Multi-Agent Reinforcement Learning for Multi-Cell Spectrum and Power Allocation
Yiming Zhang, Dongning Guo
TL;DR
The paper addresses scalable, low-latency radio resource allocation in dense multi-cell networks by casting the problem as a traffic-driven Dec-POMDP-IR and solving it with MAPPO using recurrent networks. It introduces two MARL-based solutions—fully distributed individual policies and a shared-policy variant—operating on local observations and neighborhood information to minimize average packet delay via a queue-length based reward. Empirical results show performance comparable to genie-aided centralized schemes (e.g., FP, WMMSE) with significantly lower execution times, and demonstrated robustness across network sizes and traffic conditions. The work offers a scalable framework for decentralized spectrum and power allocation applicable to conflict-graphs and cellular deployments, with potential for broad extension in resource allocation problems.
Abstract
This paper introduces a novel approach to radio resource allocation in multi-cell wireless networks using a fully scalable multi-agent reinforcement learning (MARL) framework. A distributed method is developed where agents control individual cells and determine spectrum and power allocation based on limited local information, yet achieve quality of service (QoS) performance comparable to centralized methods using global information.
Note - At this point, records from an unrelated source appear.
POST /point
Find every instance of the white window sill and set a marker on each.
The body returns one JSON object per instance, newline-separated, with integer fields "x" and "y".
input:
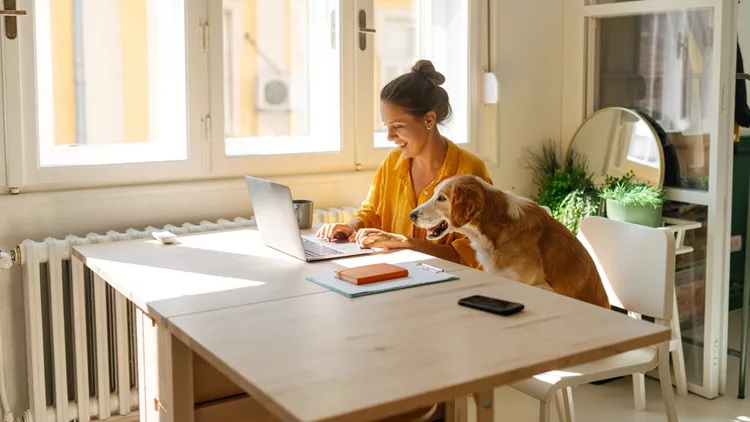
{"x": 121, "y": 153}
{"x": 280, "y": 145}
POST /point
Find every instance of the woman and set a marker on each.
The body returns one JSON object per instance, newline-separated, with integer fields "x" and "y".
{"x": 411, "y": 106}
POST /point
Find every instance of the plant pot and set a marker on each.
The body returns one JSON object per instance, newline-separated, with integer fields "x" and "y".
{"x": 645, "y": 215}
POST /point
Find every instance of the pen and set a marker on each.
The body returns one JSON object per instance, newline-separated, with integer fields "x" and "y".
{"x": 429, "y": 268}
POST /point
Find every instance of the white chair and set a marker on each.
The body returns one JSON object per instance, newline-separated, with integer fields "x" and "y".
{"x": 636, "y": 264}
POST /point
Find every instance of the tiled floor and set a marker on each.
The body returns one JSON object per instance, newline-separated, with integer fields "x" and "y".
{"x": 613, "y": 402}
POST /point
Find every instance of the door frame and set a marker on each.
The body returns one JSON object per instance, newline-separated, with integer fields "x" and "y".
{"x": 576, "y": 89}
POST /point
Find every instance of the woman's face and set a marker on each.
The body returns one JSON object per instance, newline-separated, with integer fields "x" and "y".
{"x": 408, "y": 132}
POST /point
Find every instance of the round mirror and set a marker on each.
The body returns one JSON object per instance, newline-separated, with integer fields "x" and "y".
{"x": 615, "y": 141}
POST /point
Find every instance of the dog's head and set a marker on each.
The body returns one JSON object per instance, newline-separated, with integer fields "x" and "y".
{"x": 457, "y": 201}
The objective is to minimize packet delays across devices under stochastic arrivals and applies to both conflict graph abstractions and cellular network configurations. This is formulated as a distributed learning problem, implementing a multi-agent proximal policy optimization (MAPPO) algorithm with recurrent neural networks and queueing dynamics. This traffic-driven MARL-based solution enables decentralized training and execution, ensuring scalability to large networks. Extensive simulations demonstrate that the proposed methods achieve comparable QoS performance to genie-aided centralized algorithms with significantly less execution time. The trained policies also exhibit scalability and robustness across various network sizes and traffic conditions.